Barthes, kısaca güreşi boksa benzetir, ve açıklar; Boks, sonucu bilinmeyen ve uğruna iddiaya girilebilecek bir olay iken güreş, öfke ve tutkuların resmine bağlıdır. Katılım ve dramatik anlarla dolu sempati güreş izleyicisi için çok önemliyken, WWE`deki günümüz güreşi artık seyirciyi şok altında bırakan umulmadık neticelerle bitebiliyor. Çoğu zaman güreş sonuçları şaşırtıcı değildir, seyircinin tepkisi sergilenen şova yansır.

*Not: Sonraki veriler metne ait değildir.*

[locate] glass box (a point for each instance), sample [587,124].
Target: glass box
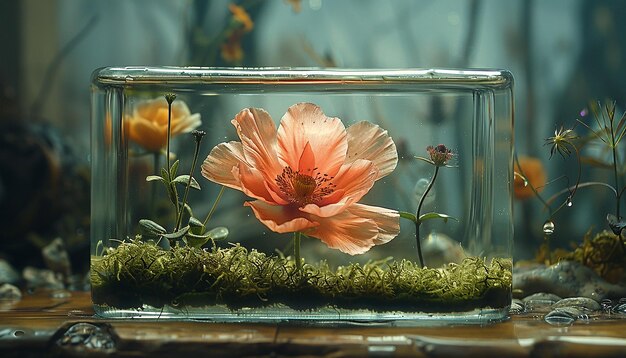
[275,194]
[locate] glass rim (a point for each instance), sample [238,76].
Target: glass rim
[298,75]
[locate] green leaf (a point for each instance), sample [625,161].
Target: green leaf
[151,228]
[433,215]
[178,234]
[165,175]
[218,233]
[194,240]
[188,209]
[184,179]
[193,222]
[174,169]
[154,178]
[407,215]
[172,194]
[196,226]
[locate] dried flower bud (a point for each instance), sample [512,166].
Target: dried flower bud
[170,97]
[197,134]
[439,155]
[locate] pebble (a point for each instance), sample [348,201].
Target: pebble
[566,279]
[564,316]
[517,307]
[540,302]
[584,303]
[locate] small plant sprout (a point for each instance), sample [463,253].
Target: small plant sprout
[606,129]
[439,156]
[193,234]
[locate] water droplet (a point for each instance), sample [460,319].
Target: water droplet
[548,228]
[564,316]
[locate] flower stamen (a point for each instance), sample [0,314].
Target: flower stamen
[303,189]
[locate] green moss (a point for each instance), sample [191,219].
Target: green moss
[604,253]
[137,273]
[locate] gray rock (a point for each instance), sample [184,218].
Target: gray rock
[10,292]
[540,302]
[517,307]
[7,273]
[584,303]
[566,279]
[564,316]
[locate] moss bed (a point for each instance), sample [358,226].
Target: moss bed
[137,273]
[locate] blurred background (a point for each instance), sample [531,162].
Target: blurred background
[563,53]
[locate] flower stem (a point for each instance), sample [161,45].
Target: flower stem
[193,168]
[296,250]
[217,200]
[619,194]
[417,215]
[170,97]
[155,164]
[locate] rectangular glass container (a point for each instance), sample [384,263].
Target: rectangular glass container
[303,199]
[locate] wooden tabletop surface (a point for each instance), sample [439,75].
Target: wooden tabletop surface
[46,324]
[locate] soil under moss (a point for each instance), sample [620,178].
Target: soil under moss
[137,273]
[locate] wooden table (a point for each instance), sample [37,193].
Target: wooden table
[38,326]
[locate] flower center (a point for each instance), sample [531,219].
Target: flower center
[303,189]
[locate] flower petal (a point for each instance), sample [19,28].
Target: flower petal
[279,218]
[387,220]
[147,134]
[254,185]
[218,165]
[257,131]
[346,232]
[305,123]
[352,182]
[369,141]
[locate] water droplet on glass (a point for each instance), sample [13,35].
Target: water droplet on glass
[548,227]
[60,294]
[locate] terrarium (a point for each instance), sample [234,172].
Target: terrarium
[309,195]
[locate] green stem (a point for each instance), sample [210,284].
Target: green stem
[217,200]
[296,250]
[417,215]
[574,187]
[193,169]
[155,164]
[170,97]
[613,146]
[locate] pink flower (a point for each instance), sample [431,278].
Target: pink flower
[309,175]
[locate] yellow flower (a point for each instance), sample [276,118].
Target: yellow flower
[231,49]
[535,175]
[241,16]
[148,124]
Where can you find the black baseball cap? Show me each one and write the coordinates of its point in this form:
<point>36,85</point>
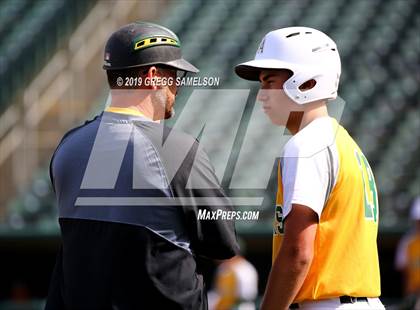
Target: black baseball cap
<point>142,44</point>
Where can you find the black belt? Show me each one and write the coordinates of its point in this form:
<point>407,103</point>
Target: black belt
<point>343,300</point>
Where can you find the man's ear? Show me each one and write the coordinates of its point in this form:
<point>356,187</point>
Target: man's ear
<point>307,85</point>
<point>151,75</point>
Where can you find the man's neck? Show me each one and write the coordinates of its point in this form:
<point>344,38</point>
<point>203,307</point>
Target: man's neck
<point>299,120</point>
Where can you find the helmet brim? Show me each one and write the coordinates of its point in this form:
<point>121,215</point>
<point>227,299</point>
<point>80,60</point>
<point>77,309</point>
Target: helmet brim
<point>183,65</point>
<point>251,70</point>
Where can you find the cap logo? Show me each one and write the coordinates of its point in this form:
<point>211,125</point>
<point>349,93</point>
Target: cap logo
<point>156,40</point>
<point>261,47</point>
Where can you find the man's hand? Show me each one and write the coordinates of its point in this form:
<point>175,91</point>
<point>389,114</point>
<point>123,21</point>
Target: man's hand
<point>292,264</point>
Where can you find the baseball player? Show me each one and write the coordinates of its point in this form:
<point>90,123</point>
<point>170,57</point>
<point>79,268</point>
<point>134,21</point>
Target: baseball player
<point>326,218</point>
<point>128,220</point>
<point>407,259</point>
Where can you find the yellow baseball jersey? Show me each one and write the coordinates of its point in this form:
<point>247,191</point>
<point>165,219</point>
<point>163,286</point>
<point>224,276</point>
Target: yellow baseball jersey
<point>333,178</point>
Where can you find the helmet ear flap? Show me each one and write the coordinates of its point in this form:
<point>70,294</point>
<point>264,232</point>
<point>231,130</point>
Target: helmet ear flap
<point>308,85</point>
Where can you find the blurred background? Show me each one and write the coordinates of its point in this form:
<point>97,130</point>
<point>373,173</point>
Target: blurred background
<point>51,79</point>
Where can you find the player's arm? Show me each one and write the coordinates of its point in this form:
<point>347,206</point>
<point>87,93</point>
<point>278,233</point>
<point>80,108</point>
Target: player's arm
<point>291,266</point>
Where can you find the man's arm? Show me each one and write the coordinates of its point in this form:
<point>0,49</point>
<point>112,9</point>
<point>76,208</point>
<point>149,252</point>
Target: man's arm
<point>292,264</point>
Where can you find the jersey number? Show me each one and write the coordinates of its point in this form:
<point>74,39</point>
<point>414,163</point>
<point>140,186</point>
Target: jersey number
<point>278,221</point>
<point>369,187</point>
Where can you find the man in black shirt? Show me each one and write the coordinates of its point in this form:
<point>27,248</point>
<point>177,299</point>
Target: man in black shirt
<point>129,190</point>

Fakat hepsinin üzerinde Barthes`a göre güreş adalet demektir. Adalet, güçlü bir saldırı olmadan türeyemez, bu yüzden üçkağıtçı biri profesyonel güreşte zorunludur. Fransız ve Amerikan pehlivanlarını birbirinden ayırarak, Fransız kahramanların daha çok etikle ilgilendiklerini daha az politik olduklarını söyler. Ama WWE`de, mükemmel süperstarlar bu iki öğenin birleşiminden meydana gelir; ahlaklılık ve sancak tutmak. Denemesinin son cümlesinde Barthes, az ve öz şekilde güreşçilerin iyi ve kötüyü, ahlaklılık ve ahlaksızlığı kendi içinde adil bir şekilde sona erdirebildikleri için üstün bir kişiliğe ulaşabileceklerini söyler.(Barthes, S.30)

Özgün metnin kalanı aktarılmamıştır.